Schmunzelnd erzählte uns der Sammler, dass es bei dem Stück mitnichten darum ging, die Noten in einem Zeitraum von einer Minute zu spielen. Tatsächlich läge die schnellste Spielzeit des Stücks zwischen 1:40-1:50 min. Der Walzer ist meines Erachtens sowieso schon recht schnell im Tempo – wer das noch schneller spielt, handelt einem Spruch des Komponisten zuwider: ”Put all your soul into it, play the way you feel.“

Der Hintergrund der Komposition hatte vielmehr mit einem kleinen Hund von George Sand zu tun. Dieser dreht sich gerne um sich selber, um seinen Schwanz zu fangen. Diese Inspiration ließ Chopin in den Walzer des kleinen Hundes einfließen. Er hält damit diesen Augenblick – diese Minute – für immer fest.

Valdemossa Chopin Büste

Nachbemerkung

Bleibt noch zu erwähnen: Frédéric Chopin hätte glatt als erster Workatonist auf Mallorca in die Geschichte eingehen können. Leider verdiente er seinen Lebensunterhalt nicht mit seinen Kompositionen. Er lebte vom Klavierunterricht, den er in Paris fünf Stunden täglich gab. Zum Unterrichten kam es auf der Insel nach den Wintermonaten jedoch nicht mehr.

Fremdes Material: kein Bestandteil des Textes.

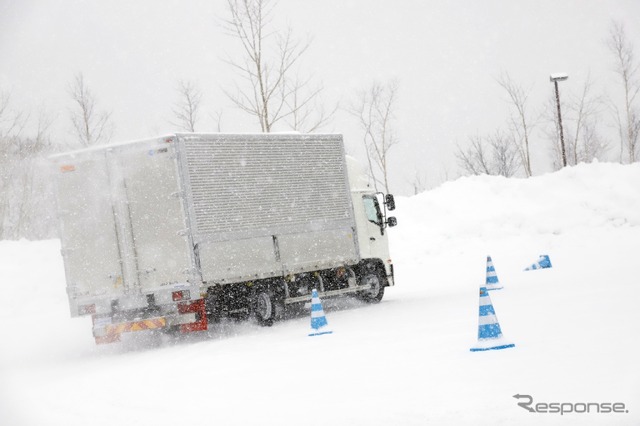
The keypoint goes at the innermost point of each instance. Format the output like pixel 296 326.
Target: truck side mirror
pixel 390 202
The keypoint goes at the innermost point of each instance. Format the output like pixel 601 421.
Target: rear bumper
pixel 190 316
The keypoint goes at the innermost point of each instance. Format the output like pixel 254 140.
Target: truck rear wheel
pixel 264 307
pixel 376 291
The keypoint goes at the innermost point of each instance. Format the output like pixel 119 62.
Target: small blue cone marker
pixel 492 282
pixel 319 323
pixel 543 263
pixel 489 332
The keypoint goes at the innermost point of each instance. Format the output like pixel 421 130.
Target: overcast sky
pixel 445 56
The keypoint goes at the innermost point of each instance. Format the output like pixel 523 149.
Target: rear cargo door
pixel 88 229
pixel 156 215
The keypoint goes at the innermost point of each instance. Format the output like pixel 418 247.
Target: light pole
pixel 555 78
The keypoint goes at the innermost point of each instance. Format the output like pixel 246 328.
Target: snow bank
pixel 405 361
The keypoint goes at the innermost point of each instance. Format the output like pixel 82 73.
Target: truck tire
pixel 264 307
pixel 376 292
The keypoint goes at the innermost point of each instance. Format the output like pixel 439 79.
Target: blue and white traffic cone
pixel 319 323
pixel 489 332
pixel 492 282
pixel 543 263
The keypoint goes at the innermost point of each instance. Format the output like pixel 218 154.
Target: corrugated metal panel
pixel 253 182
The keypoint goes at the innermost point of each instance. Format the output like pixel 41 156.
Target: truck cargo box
pixel 144 218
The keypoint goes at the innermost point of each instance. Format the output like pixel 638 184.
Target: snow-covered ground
pixel 405 361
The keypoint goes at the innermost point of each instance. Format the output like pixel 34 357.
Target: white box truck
pixel 177 232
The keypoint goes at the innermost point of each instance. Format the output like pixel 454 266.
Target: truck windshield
pixel 372 209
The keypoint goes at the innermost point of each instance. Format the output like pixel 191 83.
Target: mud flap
pixel 197 307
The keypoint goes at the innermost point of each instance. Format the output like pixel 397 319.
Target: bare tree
pixel 187 109
pixel 273 90
pixel 520 123
pixel 418 183
pixel 584 142
pixel 25 204
pixel 495 154
pixel 474 159
pixel 306 110
pixel 375 109
pixel 628 120
pixel 90 126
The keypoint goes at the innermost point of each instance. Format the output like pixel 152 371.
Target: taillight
pixel 180 295
pixel 87 309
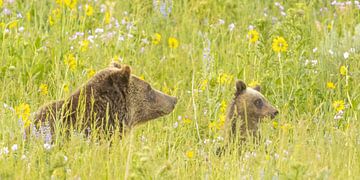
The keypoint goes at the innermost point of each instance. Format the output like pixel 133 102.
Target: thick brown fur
pixel 245 112
pixel 111 99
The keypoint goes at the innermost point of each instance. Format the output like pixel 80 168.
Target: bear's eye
pixel 258 103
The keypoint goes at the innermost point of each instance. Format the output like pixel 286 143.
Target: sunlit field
pixel 305 56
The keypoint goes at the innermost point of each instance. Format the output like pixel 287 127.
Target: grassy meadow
pixel 304 55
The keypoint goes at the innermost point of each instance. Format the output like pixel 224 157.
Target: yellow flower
pixel 187 120
pixel 253 36
pixel 203 84
pixel 13 25
pixel 43 89
pixel 279 44
pixel 224 78
pixel 142 77
pixel 254 83
pixel 223 106
pixel 89 10
pixel 221 122
pixel 212 125
pixel 107 18
pixel 68 3
pixel 190 154
pixel 156 38
pixel 339 105
pixel 51 20
pixel 66 88
pixel 70 61
pixel 286 127
pixel 56 13
pixel 84 45
pixel 275 124
pixel 90 73
pixel 343 70
pixel 173 43
pixel 23 112
pixel 330 85
pixel 28 15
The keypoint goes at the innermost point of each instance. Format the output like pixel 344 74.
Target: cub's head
pixel 250 104
pixel 145 102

Ich gebe zu: Klassische Musik ist eher selten auf meinen Ohren, aber wenn, dann Klaviermusik und sehr gerne Chopin. Daher habe ich das Konzert sehr genießen können. Ob Klassik-Fan oder vielleicht „nur“ historisch Interessiert: Der Besuch des Konzerts auf der Finca Pescador ist ein Highlight und bekommt von mir eine klare Empfehlung.